It's time for the truth to trump the lies. It's time for people to realize the Fertittas built their success off the backs of better men and women than themselves. These silver-spoon-fed brothers are much worse than whoever is responsible for JP Morgan Chase's $2 billion miscalculation the FBI jumped all over recently.
Why aren't any federal authorities taking a harder look at the tactics these billionaires are using to continuously get away with ruining the lives of average Americans who get duped into backing these economic hitmen?
In reality, Bernie Madoff and Wall Street's worst scam artists are not nearly as bad as the combined negative force of the army of financial wizards in this country like the Fertittas who get away with fraud considered to be legal (or only borderline criminal) and only subject to civil penalties.
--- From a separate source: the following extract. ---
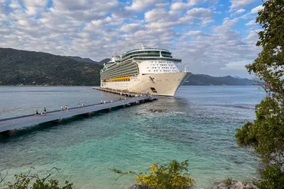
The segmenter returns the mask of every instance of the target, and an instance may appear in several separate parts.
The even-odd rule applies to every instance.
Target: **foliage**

And those civil penalties only apply if those damaged by the fraud can afford the world's most fantastic lawyers.
Paying law firms to cover up their worst behavior becomes cheaper for businesses and billionaires than it would cost to do business the right way: with respect and responsibility.
The roadmap to riches for the Fertittas ripped apart the lives of regular folks from all walks of life, from firefighters and teachers bilked out of retirement funds, to Xyience investors who had their shares wiped out due to Fertitta greed, to all the fighters the UFC chewed up and spit out for not fighting up to the big dog of MMA's standards.
Don't believe the hype and never forget the people who bought out and rebuilt this league will take care of themselves first and screw the little guy any chance they get if it can make them an extra buck by doing so.
The Fertitta family's Galveston gangster ancestors would be so proud to see what kind of corporate crooks these grown brothers have become.